But the most striking we now know about Cheddar Man is that he was black.
Or, to be more accurate and use a less culturally loaded and potentially anachronistic description, he was dark- to black-skinned. Historically, this is not supposed to be surprising: Europeans have only been pale-faced for about six millennia. But of course, it is. The vague assumption most of us here carry over from schooldays is that the “original” Brits were white, then the slave trade, empire and postwar immigration happened, at which point we became less white.
Looking at the reconstructed bust of Cheddar Man asks us to stand all this on its head.
There are not many people with dark skin in Cheddar today: the most recent UK census tells us that in 2011 only 2% of the population of Somerset county, where the village is situated, reported themselves as being BME (black and minority ethnic). The UK average is about 14%. By contrast, more than 94% of Somerset residents in 2011 self-categorized as White British.
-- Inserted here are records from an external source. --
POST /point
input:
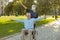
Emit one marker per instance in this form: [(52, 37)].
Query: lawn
[(10, 27)]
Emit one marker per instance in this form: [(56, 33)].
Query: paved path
[(47, 32)]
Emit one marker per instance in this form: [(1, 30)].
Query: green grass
[(9, 27)]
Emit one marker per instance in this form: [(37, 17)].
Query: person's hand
[(13, 18), (43, 16)]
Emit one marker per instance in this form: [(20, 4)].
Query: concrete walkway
[(49, 31)]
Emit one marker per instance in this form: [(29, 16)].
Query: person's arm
[(40, 18), (23, 5), (17, 20)]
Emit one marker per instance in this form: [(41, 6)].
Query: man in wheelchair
[(28, 26)]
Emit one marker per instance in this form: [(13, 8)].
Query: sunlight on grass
[(12, 27), (11, 30)]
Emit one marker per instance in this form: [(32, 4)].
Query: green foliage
[(46, 7), (9, 27)]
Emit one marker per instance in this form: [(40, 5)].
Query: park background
[(12, 8)]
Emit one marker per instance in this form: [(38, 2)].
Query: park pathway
[(49, 31)]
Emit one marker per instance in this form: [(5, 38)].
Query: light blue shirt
[(29, 23)]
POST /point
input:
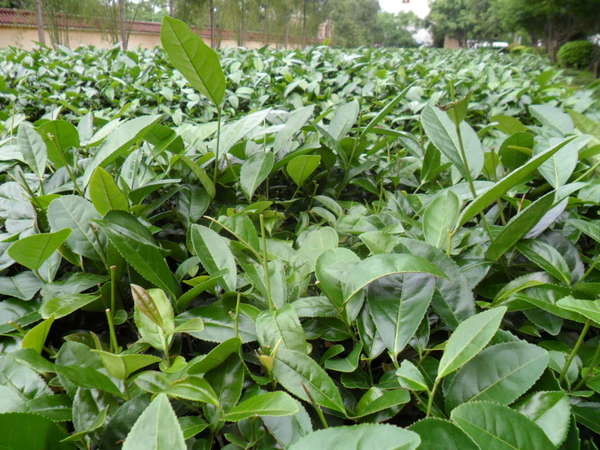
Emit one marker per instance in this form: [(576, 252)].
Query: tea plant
[(414, 268)]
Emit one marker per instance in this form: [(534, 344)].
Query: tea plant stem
[(590, 269), (469, 177), (216, 168), (114, 346), (266, 264), (317, 408), (587, 172), (432, 396), (237, 316), (593, 364), (574, 351), (113, 287)]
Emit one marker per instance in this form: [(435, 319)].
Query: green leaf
[(36, 337), (376, 399), (299, 373), (294, 123), (468, 339), (379, 266), (347, 364), (281, 327), (547, 258), (34, 250), (301, 167), (590, 309), (156, 429), (105, 194), (23, 285), (254, 171), (497, 427), (331, 269), (215, 357), (219, 323), (135, 243), (64, 305), (359, 437), (397, 304), (201, 174), (385, 111), (60, 136), (558, 169), (198, 63), (119, 143), (194, 388), (268, 404), (439, 219), (509, 125), (512, 179), (89, 378), (343, 120), (551, 411), (442, 132), (553, 118), (123, 365), (314, 243), (410, 377), (215, 254), (500, 373), (32, 148), (519, 226), (78, 214), (31, 431), (433, 431), (153, 315), (587, 227)]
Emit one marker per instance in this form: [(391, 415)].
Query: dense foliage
[(288, 249), (578, 54)]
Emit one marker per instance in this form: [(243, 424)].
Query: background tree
[(355, 22), (396, 30), (463, 20), (552, 21)]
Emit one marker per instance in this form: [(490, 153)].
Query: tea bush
[(305, 249)]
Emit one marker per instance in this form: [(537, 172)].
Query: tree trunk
[(39, 17), (211, 22), (304, 22), (242, 23), (123, 24)]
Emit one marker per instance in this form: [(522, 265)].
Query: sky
[(419, 7)]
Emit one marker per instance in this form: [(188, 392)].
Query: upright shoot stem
[(574, 351)]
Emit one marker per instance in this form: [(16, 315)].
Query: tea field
[(324, 248)]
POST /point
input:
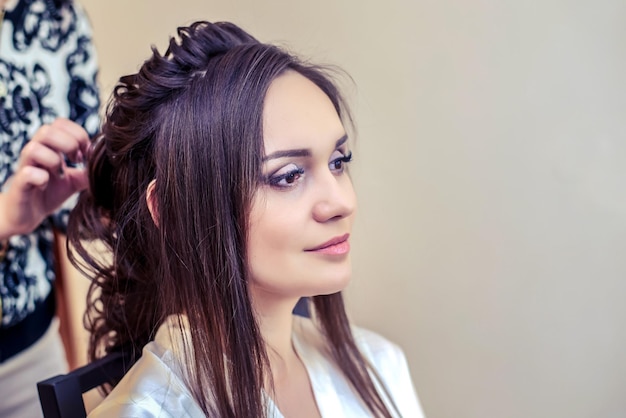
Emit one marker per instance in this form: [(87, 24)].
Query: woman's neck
[(275, 320)]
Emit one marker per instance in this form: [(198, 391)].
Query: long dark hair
[(192, 120)]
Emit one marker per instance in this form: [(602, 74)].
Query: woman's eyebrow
[(300, 152)]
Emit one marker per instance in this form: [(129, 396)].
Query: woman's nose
[(335, 198)]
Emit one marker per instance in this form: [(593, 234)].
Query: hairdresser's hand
[(43, 181)]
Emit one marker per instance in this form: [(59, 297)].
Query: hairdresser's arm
[(42, 180)]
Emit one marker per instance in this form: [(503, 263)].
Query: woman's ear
[(152, 203)]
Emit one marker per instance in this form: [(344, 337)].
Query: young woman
[(48, 109), (220, 184)]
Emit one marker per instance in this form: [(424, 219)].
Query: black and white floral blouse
[(47, 69)]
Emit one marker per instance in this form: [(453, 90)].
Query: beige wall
[(491, 238)]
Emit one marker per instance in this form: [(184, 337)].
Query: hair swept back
[(192, 119)]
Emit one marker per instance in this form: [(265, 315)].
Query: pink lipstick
[(336, 246)]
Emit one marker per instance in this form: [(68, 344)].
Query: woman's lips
[(336, 246)]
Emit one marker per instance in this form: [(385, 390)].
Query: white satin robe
[(154, 387)]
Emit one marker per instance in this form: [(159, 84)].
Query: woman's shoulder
[(154, 386)]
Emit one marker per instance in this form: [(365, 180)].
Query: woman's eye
[(337, 164), (286, 177)]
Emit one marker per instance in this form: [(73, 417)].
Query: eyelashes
[(291, 174), (286, 179), (338, 163)]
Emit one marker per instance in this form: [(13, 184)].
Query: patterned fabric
[(47, 70)]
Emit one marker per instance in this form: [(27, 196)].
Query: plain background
[(490, 169)]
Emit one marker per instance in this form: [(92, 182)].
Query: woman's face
[(302, 213)]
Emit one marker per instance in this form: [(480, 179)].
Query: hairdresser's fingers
[(77, 179), (63, 136), (77, 132)]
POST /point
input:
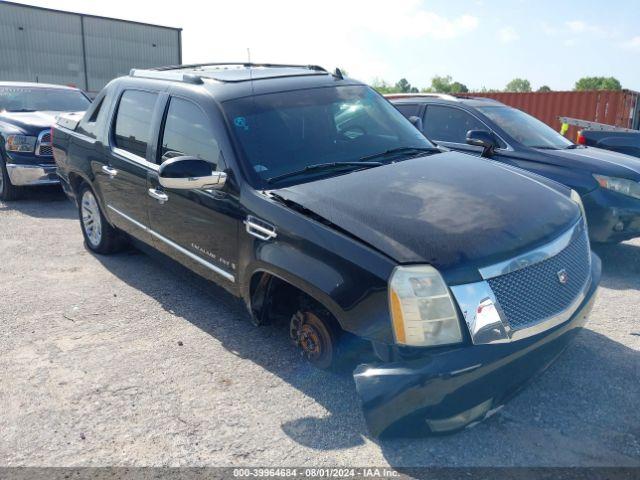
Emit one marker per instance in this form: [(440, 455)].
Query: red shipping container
[(619, 108)]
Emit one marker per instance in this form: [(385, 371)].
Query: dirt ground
[(130, 360)]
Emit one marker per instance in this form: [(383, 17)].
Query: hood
[(597, 160), (451, 210), (29, 122)]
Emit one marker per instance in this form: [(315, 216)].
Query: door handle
[(158, 195), (112, 172)]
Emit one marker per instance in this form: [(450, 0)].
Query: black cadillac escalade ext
[(311, 197)]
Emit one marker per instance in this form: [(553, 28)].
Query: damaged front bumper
[(451, 389)]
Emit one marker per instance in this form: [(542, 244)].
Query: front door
[(198, 228), (123, 180)]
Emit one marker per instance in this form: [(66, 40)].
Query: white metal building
[(86, 51)]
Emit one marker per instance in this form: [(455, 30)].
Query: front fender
[(344, 275)]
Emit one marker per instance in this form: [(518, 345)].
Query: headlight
[(620, 185), (575, 196), (422, 310), (20, 143)]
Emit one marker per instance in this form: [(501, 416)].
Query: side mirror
[(186, 173), (416, 122), (484, 139)]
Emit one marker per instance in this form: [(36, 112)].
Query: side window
[(408, 109), (133, 121), (188, 131), (447, 124), (87, 125)]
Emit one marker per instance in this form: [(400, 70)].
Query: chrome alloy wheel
[(91, 221)]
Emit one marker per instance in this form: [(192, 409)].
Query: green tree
[(445, 85), (518, 85), (598, 83)]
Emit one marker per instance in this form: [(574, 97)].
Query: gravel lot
[(131, 360)]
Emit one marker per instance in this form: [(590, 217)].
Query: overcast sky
[(478, 42)]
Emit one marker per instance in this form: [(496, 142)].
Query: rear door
[(198, 228), (123, 179)]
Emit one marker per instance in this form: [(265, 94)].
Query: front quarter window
[(42, 99), (285, 132)]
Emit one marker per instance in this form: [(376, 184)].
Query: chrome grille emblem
[(563, 276)]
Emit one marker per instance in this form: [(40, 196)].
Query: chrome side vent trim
[(260, 229)]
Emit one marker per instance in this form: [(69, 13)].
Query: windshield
[(285, 132), (524, 128), (25, 99)]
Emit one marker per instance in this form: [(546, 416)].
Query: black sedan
[(608, 182), (27, 111)]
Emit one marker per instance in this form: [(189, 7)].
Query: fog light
[(460, 420)]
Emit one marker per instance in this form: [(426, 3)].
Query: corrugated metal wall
[(113, 48), (619, 108), (42, 45)]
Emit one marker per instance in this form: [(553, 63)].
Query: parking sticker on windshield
[(241, 122)]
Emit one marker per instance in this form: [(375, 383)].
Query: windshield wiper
[(324, 166), (393, 151)]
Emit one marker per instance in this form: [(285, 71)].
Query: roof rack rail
[(316, 68), (154, 74), (443, 96)]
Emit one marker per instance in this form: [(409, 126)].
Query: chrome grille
[(43, 145), (533, 294)]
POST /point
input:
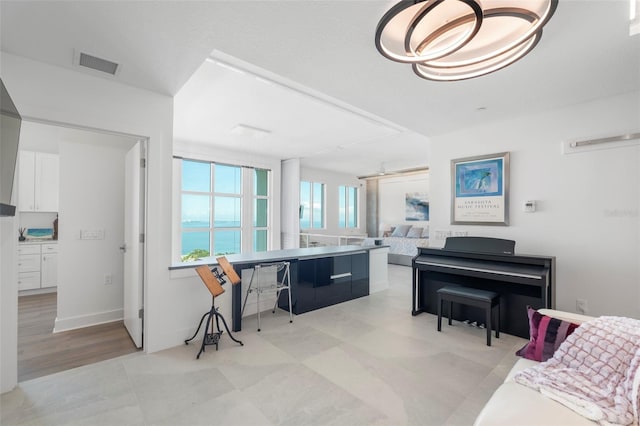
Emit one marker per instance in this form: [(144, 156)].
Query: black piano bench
[(472, 297)]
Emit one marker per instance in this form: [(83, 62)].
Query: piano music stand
[(213, 280)]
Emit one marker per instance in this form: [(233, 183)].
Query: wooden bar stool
[(472, 297)]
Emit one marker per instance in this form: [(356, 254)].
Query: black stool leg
[(206, 329), (440, 302), (186, 342), (488, 315), (219, 315), (498, 322)]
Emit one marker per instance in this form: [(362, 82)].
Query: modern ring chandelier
[(448, 40)]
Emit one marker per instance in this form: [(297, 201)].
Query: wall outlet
[(581, 306), (442, 235)]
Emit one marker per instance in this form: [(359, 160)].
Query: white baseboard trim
[(81, 321)]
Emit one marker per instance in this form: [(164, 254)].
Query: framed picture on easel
[(480, 190)]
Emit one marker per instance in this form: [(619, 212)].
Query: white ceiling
[(324, 92)]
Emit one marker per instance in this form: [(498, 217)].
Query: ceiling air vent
[(97, 64)]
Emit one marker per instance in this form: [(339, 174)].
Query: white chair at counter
[(269, 278)]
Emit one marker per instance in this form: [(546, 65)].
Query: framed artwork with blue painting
[(480, 190)]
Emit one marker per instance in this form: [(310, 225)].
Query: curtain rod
[(619, 138)]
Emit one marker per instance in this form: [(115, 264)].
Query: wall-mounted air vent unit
[(98, 64)]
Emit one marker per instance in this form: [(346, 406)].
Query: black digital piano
[(489, 264)]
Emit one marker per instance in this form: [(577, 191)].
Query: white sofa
[(402, 249), (515, 404)]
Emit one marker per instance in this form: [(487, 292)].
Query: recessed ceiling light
[(246, 130)]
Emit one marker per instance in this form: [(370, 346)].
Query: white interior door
[(133, 245)]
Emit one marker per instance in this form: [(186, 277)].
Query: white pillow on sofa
[(401, 231), (415, 232)]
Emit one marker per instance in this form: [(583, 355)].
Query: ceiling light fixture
[(460, 39), (254, 132)]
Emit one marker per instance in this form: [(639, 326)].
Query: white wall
[(392, 193), (588, 203), (8, 301), (66, 96), (91, 198), (332, 181)]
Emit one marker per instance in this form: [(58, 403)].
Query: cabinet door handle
[(346, 274)]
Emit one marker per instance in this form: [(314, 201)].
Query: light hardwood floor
[(42, 352)]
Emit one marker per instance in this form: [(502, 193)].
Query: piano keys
[(488, 264)]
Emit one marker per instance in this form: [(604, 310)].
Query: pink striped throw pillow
[(545, 335)]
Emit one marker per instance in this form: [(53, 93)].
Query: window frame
[(312, 201), (345, 195), (247, 199)]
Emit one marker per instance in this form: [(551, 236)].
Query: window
[(260, 209), (311, 205), (213, 206), (347, 207)]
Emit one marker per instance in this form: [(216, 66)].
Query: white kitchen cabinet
[(49, 266), (37, 266), (38, 185)]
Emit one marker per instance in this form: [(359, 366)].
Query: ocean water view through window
[(214, 203)]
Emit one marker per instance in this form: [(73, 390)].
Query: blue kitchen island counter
[(320, 276)]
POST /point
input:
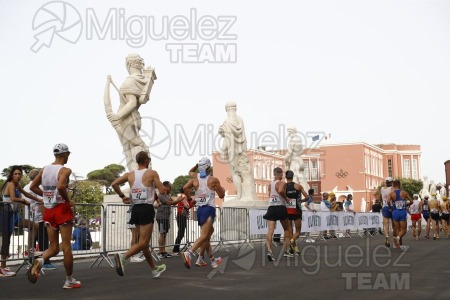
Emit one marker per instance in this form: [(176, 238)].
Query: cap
[(289, 174), (203, 164), (60, 148)]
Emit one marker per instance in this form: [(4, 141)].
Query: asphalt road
[(357, 268)]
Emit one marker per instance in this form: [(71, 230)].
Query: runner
[(435, 210), (205, 187), (276, 211), (142, 182), (58, 215), (386, 211), (400, 200), (416, 217), (294, 193), (425, 209)]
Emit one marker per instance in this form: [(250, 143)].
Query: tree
[(25, 179), (84, 194), (106, 176), (179, 182), (409, 185)]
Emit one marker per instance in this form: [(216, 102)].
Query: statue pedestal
[(235, 225), (243, 203)]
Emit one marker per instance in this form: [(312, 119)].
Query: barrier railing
[(111, 233)]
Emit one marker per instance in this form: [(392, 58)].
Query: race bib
[(201, 200), (49, 198), (275, 200), (291, 203), (139, 195), (399, 205)]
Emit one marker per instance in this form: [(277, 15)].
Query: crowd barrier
[(110, 232)]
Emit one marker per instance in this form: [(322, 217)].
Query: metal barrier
[(110, 232)]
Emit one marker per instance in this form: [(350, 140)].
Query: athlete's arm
[(192, 172), (116, 187), (63, 179), (12, 194), (35, 185), (218, 188)]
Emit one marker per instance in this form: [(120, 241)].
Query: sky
[(362, 71)]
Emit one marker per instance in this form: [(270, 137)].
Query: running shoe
[(33, 272), (159, 269), (292, 245), (74, 284), (270, 256), (288, 254), (49, 267), (120, 263), (136, 258), (216, 262), (6, 272), (201, 263), (186, 257)]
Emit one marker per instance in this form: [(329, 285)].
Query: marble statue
[(293, 159), (425, 191), (441, 190), (234, 152), (134, 91)]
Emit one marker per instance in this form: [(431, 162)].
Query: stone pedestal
[(234, 222)]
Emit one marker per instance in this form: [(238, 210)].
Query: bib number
[(399, 205), (291, 203), (201, 200), (49, 199), (139, 195)]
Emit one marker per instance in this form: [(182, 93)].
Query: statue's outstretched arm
[(128, 108)]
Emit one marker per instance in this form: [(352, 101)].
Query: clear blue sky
[(372, 71)]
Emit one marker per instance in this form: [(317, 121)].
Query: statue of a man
[(234, 151), (293, 159), (133, 92)]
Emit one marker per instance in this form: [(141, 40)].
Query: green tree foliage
[(25, 179), (412, 186), (178, 183), (106, 175), (84, 193), (26, 169)]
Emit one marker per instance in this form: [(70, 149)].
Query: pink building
[(350, 168)]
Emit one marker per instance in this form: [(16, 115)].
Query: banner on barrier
[(320, 221), (259, 225)]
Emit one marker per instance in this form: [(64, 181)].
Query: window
[(314, 173), (407, 168), (390, 167), (415, 175), (306, 170)]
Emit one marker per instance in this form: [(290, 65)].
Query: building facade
[(347, 168)]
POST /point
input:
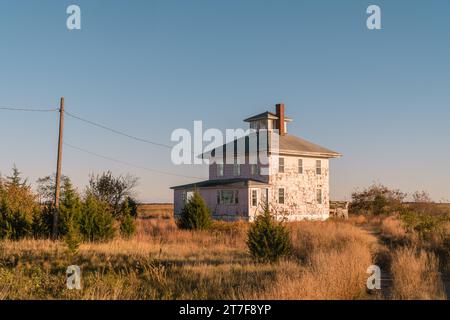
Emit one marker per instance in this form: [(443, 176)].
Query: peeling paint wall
[(300, 189)]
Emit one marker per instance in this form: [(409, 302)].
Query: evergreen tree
[(127, 225), (195, 214), (96, 220), (69, 208), (72, 238), (268, 240), (17, 205), (43, 221)]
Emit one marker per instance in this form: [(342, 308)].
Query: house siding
[(299, 189)]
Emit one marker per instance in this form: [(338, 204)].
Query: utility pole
[(58, 169)]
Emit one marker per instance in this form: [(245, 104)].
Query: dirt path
[(383, 258)]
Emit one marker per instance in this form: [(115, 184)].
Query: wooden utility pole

It is salutary to realize that at some distant point in the Mesolithic past, all that would have been reversed.
Cheddar Man’s skin color is linked to the fact that he was descended from a population group that migrated to Europe about 14,000 years ago, long before another wave of migration brought lighter-skinned inhabitants. He is, therefore, a posthumous poster boy for the long view on British immigration: a topic that has recently been added to the high school history syllabus with the intention of getting students to understand “how the identity of the people of Britain has been shaped by their interaction with the wider world.”
This is more than just a matter of historical curiosity or educational partiality. Like many other places in the world, Britain today is feverishly absorbed with the issue of immigration. Much of the debate and campaigning leading up to the 2016 Brexit referendum concerned immigration and immigration played on the minds of the majority of those who voted “leave.”
Cheddar is in an area that voted 61.2% to leave. That is, you might say, ironic, because the uncommon appearance of its most ancient known inhabitant reminds us that there is really no such thing as a native Briton, white or otherwise.
There are just a bunch of people who happen to be here, right now.